LARACHE. EL JARDÍN DE LAS HESPÉRIDES

Marruecos  /  LIXVS  (Mauretania Tingitana)

 

La localidad de Larache está situada a 85 Km. al sur de Tánger. A tres kilómetros al noreste de la localidad de Larache se encuentran las ruinas romanas de Lixus. Se alzan en una colina, sobre el río Loukkos, cerca de la costa atlántica. En 1995 fue propuesta por el Reino de Marruecos como candidata para engrosar la lista del Patrimonio de la Humanidad de la UNESCO.

 

Según la mitología en Lixus se encontraba el jardín de las Hespérides. Era  el lugar donde las ninfas custodiaban un jardín cuyos árboles daban manzanas de oro, las manzanas de la inmortalidad. Uno de los trabajos de Hércules consistió en el robo de estas manzanas.

 

El sitio de Lixus fue creado en torno al siglo VII a.C. por mercaderes fenicios. Estuvo bajo dominio cartaginés antes de la época romana, donde alcanzó gran esplendor durante el mandato del emperador Claudio en el siglo I d.C. La industria de salazones de pescado era el motor de ciudad.  El lugar fue abandonado tras la conquista árabe, en torno al 650 d.C., en beneficio de la cercana población de Larache.

 

Lyxus (foto: Carole Raddato)

 

Este yacimiento arqueológico fue abierto al turismo en 2019. La mayor parte de la ciudad se encuentra aún sin excavar, apenas es visible un 15% de su extensión, cercana a las sesenta hectáreas.

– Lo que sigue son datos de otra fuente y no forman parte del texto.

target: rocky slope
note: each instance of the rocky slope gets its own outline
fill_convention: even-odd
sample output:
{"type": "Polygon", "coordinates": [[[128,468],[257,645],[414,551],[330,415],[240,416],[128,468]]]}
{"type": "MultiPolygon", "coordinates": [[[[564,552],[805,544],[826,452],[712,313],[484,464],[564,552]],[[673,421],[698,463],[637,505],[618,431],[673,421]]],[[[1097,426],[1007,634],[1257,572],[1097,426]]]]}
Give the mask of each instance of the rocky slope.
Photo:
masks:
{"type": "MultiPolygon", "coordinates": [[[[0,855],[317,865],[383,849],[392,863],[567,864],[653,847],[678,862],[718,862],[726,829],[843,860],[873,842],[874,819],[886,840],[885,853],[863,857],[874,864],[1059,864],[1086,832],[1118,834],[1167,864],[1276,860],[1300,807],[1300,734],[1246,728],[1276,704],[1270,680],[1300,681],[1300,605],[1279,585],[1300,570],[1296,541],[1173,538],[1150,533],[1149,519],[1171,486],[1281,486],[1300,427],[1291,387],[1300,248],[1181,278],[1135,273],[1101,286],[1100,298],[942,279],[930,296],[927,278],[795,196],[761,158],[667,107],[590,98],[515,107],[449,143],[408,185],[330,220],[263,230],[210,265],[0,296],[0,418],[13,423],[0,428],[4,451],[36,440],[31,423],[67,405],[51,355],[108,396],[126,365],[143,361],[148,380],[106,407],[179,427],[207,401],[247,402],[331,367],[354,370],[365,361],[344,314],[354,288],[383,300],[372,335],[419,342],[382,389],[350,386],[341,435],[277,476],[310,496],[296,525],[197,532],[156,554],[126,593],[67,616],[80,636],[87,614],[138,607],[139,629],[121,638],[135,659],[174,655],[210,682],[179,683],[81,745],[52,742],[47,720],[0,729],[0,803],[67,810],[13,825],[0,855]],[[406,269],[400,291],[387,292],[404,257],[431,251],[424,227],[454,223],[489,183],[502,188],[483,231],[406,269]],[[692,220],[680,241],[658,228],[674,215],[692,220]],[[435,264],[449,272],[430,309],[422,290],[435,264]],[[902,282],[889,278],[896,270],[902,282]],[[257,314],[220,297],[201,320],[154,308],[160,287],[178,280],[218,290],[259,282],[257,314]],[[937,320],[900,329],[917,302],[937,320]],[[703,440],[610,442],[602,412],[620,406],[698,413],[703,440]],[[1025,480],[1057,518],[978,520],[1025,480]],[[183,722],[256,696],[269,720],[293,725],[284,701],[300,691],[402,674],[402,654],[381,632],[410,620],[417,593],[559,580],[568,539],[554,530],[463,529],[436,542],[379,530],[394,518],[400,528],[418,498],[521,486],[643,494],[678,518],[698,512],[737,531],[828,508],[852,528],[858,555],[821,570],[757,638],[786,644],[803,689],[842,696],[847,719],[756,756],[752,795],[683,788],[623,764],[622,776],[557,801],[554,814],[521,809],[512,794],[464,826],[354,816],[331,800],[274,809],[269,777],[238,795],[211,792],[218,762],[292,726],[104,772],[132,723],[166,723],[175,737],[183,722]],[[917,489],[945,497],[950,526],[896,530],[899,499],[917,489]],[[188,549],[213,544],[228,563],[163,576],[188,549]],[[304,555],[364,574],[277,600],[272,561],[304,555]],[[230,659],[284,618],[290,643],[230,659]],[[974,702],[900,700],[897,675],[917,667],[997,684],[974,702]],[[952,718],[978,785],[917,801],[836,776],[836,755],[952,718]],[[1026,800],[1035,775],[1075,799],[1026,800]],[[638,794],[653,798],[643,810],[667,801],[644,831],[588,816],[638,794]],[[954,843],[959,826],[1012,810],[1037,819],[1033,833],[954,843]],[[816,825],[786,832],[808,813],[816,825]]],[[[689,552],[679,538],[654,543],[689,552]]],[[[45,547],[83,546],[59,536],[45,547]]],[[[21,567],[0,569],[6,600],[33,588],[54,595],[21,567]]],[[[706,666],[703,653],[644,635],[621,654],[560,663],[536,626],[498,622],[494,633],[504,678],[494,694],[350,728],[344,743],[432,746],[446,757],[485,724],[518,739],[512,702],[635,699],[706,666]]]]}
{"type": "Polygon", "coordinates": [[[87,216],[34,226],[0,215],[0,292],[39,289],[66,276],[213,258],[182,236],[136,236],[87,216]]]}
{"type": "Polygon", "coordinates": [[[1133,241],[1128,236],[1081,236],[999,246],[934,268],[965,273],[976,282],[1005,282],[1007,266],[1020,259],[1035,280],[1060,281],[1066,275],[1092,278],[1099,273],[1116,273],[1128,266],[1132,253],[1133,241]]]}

Los principales puntos de interés en la visita al complejo son la acrópolis, el anfiteatro, una factoría de salazones y las ruinas de un barrio noble.

 

Lixus (foto: Carole Raddato)

 

El pequeño anfiteatro, del siglo I d.C.,  fue descubierto en 1964. Hasta la fecha es la única construcción de este tipo hallada en Marruecos.

 

Larache. Anfiteatro romano de Lixus (foto: escandio)

 

Las termas, situadas tras el anfiteatro, contienen mosaicos que, desgraciadamente, fueron destruidos en parte, aunque se pueden admirar, sobre todo, en su parte central. Los principales vestigios musivarios de Lixus se encuentran en el Museo de Bellas Artes de Tetuán.

 

La acrópolis abarca una extensión de 3.000 m2. con vestigios de casas y tiendas y calles flanqueadas por columnas, la mayor parte derruidas en el mismo lugar. El final de la acrópolis coincide con el de la colina, dando lugar a un extraordinario paisaje, con el estuario del río Loukkos como telón de fondo.